Shout. Durdle Door on a windy day. ƒ5,6, 1/60 sec.
Finally, another image of the sea. I am from the beach myself, the baltic. It is a very quiet sea, slow moving, slapping tiny waves on the sand. No pebbles, everything is ground down. Perfect for castle building championships, or scratching messages into the wet sand where the waves don’t reach. The southern English beaches are wild, stormy and full of energy. The sea is my home, it is where I go to reset my feelings and to anchor me. The waves smashing onto the english coast, here in Folkestone, are special in their rawness. Of course we managed to go to Sainsburys after all, for the Crumpets.

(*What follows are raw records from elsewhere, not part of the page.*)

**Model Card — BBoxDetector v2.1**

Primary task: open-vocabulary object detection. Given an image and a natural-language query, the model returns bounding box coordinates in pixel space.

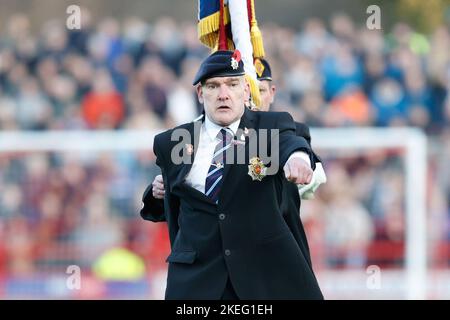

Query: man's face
[259,80,275,111]
[197,76,249,126]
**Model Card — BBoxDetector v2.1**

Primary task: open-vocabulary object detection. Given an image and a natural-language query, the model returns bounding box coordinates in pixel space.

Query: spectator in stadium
[141,51,323,299]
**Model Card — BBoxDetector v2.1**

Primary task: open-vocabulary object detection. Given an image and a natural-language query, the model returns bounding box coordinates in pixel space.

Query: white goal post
[0,128,427,299]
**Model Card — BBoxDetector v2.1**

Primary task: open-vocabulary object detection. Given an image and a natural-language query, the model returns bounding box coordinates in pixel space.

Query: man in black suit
[141,51,322,299]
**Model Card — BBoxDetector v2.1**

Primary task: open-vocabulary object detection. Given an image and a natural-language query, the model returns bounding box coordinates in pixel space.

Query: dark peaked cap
[192,50,245,86]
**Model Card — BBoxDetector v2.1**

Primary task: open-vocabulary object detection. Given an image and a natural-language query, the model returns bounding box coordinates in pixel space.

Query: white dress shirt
[186,115,311,193]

Folkestone. ƒ11, 1/1000 sec.
Some technical tidbits. The film is shot at box speed, metering in camera. The centre weighted F3 meters 80 percent in the central 12mm, the rest in the surrounding area. For me this works quite well, as does the aperture priority. I developed the film 5 minutes at 20 degrees celsius in HC110, dilution B in a Jobo drum. As usual I printed with the Leitz Focomat Ic, and developed with Tetenal Eukobrom. While I have a Multigrade head on my other Focomat, the diffuser V35, I prefer the harsher look the condenser enlarger provides. These images are printed without filtering on Multigrade warm tone paper, and reproduced with a Google Pixel 6 Pro. The dirt on the prints is more pronounced because of the condenser, but I decided to accept it, like scratches on your favourite Tears for fears album on Vinyl.